The story doesn't give all the details, just best and worst in different categories, so I can't tell you everything about the Giants' performance, but here are a few notable things:

- The Giants were #1 in kickoff coverage, at 17.81 yards per return (DEN worst at 39.4 yards per return). BUF, BAL, KC, 3 teams from which we are looking at GM candidates, finished #3, 4, 5.

- Opponent kickoff starting point: Giants were tied for #3 at the 23.8 yard line.

- We were NOT the worst punting team in length of punts or punts inside the 20 (nor were we top 5). More on that later. We were #2 in opponent punting at 43.5 yards and #5 in opponent net punting at 39.0 yards.

- We were one of five teams that made all their extra points.

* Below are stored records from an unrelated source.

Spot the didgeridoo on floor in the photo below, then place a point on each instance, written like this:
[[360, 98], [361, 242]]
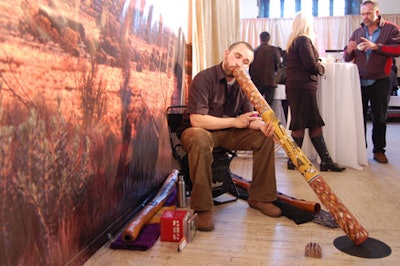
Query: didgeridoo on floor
[[346, 220], [132, 230]]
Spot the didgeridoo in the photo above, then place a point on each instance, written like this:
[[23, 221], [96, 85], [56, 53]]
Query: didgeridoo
[[132, 230], [304, 205], [346, 220]]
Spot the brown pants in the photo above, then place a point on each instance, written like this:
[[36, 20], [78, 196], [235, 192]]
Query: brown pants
[[199, 144]]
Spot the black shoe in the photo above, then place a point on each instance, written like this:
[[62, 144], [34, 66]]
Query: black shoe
[[330, 166]]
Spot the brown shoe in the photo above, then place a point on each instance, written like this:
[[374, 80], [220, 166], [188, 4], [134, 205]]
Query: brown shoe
[[204, 221], [266, 208], [380, 157]]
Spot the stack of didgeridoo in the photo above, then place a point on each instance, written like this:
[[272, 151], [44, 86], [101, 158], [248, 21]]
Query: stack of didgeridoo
[[132, 231], [346, 220]]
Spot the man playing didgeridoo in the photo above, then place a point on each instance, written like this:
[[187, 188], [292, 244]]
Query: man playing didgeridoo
[[219, 114]]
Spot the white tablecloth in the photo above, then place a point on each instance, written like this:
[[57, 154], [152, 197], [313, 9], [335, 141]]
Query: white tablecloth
[[339, 102]]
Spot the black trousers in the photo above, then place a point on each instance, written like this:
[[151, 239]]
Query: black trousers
[[377, 96]]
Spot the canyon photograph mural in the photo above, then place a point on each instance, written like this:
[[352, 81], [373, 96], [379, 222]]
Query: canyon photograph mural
[[84, 86]]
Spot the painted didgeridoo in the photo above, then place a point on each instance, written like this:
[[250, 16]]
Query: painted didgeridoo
[[346, 220], [131, 232]]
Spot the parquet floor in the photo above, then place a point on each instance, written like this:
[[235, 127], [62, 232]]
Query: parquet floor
[[244, 236]]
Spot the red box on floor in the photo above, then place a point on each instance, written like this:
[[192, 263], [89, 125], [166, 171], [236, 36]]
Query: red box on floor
[[173, 225]]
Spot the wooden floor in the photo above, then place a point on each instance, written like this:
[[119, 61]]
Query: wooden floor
[[244, 236]]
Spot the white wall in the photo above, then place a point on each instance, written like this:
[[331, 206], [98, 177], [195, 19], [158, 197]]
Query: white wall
[[249, 8]]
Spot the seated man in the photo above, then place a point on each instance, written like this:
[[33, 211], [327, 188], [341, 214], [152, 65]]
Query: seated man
[[219, 114]]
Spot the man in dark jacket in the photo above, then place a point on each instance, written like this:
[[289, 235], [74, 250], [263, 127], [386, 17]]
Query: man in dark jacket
[[372, 47], [264, 67]]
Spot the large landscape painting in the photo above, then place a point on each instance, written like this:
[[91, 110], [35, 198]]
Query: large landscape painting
[[84, 85]]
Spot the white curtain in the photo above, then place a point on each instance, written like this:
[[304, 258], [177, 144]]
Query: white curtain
[[332, 32], [215, 25]]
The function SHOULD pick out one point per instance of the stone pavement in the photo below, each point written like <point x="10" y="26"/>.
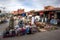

- We were not the worst team in penalties (that would be the Jets - 20 penalties, 191 yards) despite Keion Crossen. does their own rankings of special teams in 17 categories, with easy-to-read color coding that groups teams into (my words) excellent, above average, average, below average, terrible. Overall, they have the Giants at #13 in the NFL. We were above average in FGs (attempted, made, %), opponent kick return yards, and punt net average (that last one is a surprise). We were only terrible in extra points attempted and made, and opponent FGs attempted and made. I attribute the first two to our awful offense, and the second two to our bend-don't-break defense.

Finally, published their own special teams statistics, e.g., for punting stats. You can sort the rankings by any stat you want. Surely here I will find the smoking gun showing how terrible Riley Dixon was compared to other NFL punters. Well...

Punts: 7th, with 74

Yards per punt: Tied for 22nd (44.4 yards)

Net yards per punt: 24th (39.5 yards)

Touchbacks: Tied for 25th with 6 (but SEA had 10, and 13 teams had at least 5)

Out of bounds: Tied for 12th (8)

Downed: 1st (17), 4 ahead of our nearest competitor

Fair catch: Tied for 18th (15)

Returned: Tied for 15th (28)

Downed inside 20: Tied for 12th, with 24

Return yards: 16th (237)

Now some of those rankings are artificially high because we punted more often than all but 6 other teams. But even taking that into account, many of these stats do not look bad on a per-punt basis.

If you want to see dominant punting, look at the LA Rams and their all-world punter Johnny Hecker. On 51 punts this year (4th fewest in the NFL), only 9 were returned, i.e., 18% (compared to 38% for Riley Dixon) for a season TOTAL of 60 yards. 25 of 51 punts were fair catches, almost 50%, as opposed to only 15 of 74 (20%) for Riley Dixon.

The conclusion I come to is that Riley Dixon's punting was certainly not great. He is certainly not a weapon the way Johnny Hecker is. But he's far from the worst punter in the league, apparently, despite the way it looks to us sometimes. Rather, he is overall a somewhat below average punter in some respects and an average punter by some other measures. He's not so bad that we have to get rid of him, though we should definitely find someone to seriously compete with him in camp, maybe using a late round draft choice, and if we do want to keep him, we should renegotiate his $3.55M 2022 salary as a condition for doing so.

On kickoff and punt coverage, we were above average or average in most categories. We were especially good on kickoff returns, so whether it be Gano kicking off into the sun, Cam Brown racing downfield to make the tackle, the coaching by McGaughey and Judge, or all of these, Joe Judge did indeed accomplish some of what he promised.

Graham Gano continues to be one of the NFL's best kickers. He finished 10th in FG % at 87.9% (Justin Tucker #1 at 94.6%), but 3 of his 4 misses were from 50+ yards. Ironically, his only bad miss was a 35-yarder in the NO game, our crowning achievement of the season. (His 10 attempts from 50+ were exceeded only by the 11 tried by CIN.)

So overall, the Giants' special teams were OK last year, even better than OK in a number of categories, and not as terrible in some of the others as I had imagined. Thanks Joe, and let's hope our new GM and (maybe) new ST coordinator can continue along these lines. Of course, if Matt Araiza is the next Johnny Hecker, I say go for it.